一つのポルフィリンの軸配位子を変えることにより、アクセプター性を変化させ(Meta-Pm-PCl2、Meta-Pm-P(OPh)2)、ダイマー内の部分的な電子の偏りの大きさを制御する。

PとPmの位置を交換した系(Meta-Pm-P(OPh)2、Meta-P-Pm(OPh)2)で、どちらがよりCT性の寄与が大きいか調べる。

ブリッジを変化させ、ポルフィリンの配向が異なるダイマー(Meta-Pm-PCl2とPara-Pm-PCl2、あるいは、Ortho-P-Pm(OPh)2とMeta-P-Pm(OPh)2)の違いを調べる。

以上のモデル分子系におけるポルフィリン環の配向は、1H-NMRの環電流効果に基づき見積もった。その結果から、para体ダイマーでは直交、meta、ortho体は平行に近い配向であることを確認した。特に、ortho体は、軸配位ポルフィリンにクロライド配位子を持つものではポルフィリン環同士がスタックしており、フェノキシ配位子を持つもの(Ortho-P-Pm(OPh)2)では、軸配位ポルフィリンが反転できないことがわかった。このことから、ortho体は、meta体に比べさらにポルフィリン間が接近していると結論できる。定常光の蛍光スペクトルから、すべてのダイマーは励起されると、PmユニットのS1から発光することがわかった。ただし、Para-Pm-PCl2、Meta-Pm-PCl2、Meta-P-Pm(OPh)2、Ortho-P-Pm(OPh)2は溶媒極性に依存した波長シフトを示す。なかでもOrtho-P-Pm(OPh)2は、他のダイマーに比べ長波長にシフトしたブロードな蛍光を示し、溶媒極性を上げるとさらに顕著になることから、Ortho-P-Pm(OPh)2は他のダイマーよりもCT性が強いことがわかった。蛍光寿命測定の結果から、ダイマーの蛍光寿命は溶媒極性に依存しており、1Pm*-PはダイマーのCT励起状態((Pm-P)CT)へ遷移していることが明らかとなった。また、蛍光の減衰が二成分の指数関数になり、1Pm*-Pと(Pm-P)CTの間での平衡があることがわかった。ここで、励起状態からの失活過程の各速度定数はそれぞれTable 1にまとめた。

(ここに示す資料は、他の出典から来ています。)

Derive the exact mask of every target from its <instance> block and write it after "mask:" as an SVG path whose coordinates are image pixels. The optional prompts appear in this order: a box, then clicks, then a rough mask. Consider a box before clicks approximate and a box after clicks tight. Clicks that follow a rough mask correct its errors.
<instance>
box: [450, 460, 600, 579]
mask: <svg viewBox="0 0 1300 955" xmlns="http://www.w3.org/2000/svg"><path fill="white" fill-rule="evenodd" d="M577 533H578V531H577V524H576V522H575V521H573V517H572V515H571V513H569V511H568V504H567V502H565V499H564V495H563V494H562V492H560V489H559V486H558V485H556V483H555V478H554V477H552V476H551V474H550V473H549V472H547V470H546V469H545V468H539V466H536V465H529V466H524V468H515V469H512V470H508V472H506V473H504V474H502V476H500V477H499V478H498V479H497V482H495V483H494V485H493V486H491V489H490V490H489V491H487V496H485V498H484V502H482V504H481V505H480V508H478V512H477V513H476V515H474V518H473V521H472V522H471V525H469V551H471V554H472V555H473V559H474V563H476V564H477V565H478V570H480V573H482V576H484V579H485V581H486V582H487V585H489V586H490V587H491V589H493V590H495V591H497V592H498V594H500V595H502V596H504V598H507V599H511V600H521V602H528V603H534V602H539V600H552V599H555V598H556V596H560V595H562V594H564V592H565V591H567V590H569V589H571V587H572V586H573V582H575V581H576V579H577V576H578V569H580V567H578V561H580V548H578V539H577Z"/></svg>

モデル分子からSPの励起状態に対するCT励起状態の寄与を考察した結果、(1)について、クロライド配位子をもつMeta-Pm-PCl2はフェノキシ配位子をもつMeta-Pm-P(OPh)2に比べ1Pm*-Pに対する(Pm-P)CTの寄与が大きかった。このことは、SPの部分的な電子的な偏りが大きいほど励起状態のCT励起状態の寄与が大きくなることを示している。(2)について、edgeユニットにPmをもつMeta-P-Pm(OPh)2は、edgeユニットにPユニットをもつMeta-Pm-P(OPh)2に比べ1Pm*-Pに対する(Pm-P)CTの寄与が大きかった。(3)について、Meta-Pm-PCl2>Para-Pm-PCl2、Ortho-P-Pm(OPh)2>Meta-P-Pm(OPh)2で1Pm*-Pに対する(Pm-P)CTの寄与が大きく、ポルフィリン間の距離が最も近いortho体は最も大きなCT性を示した。これは、クロモファーのオーバーラップが大きいほど励起状態に対するCT励起状態の寄与が大きくなることを示している。以上、すべてのダイマーにおいて溶媒の極性(誘電率)が上がると1Pm*-Pに対する(Pm-P)CTの寄与が大きくなった。このことは、蛋白の巨視的な誘電率を上げるとスペシャルペアの励起状態のCT励起状態の寄与が大きくなること示している。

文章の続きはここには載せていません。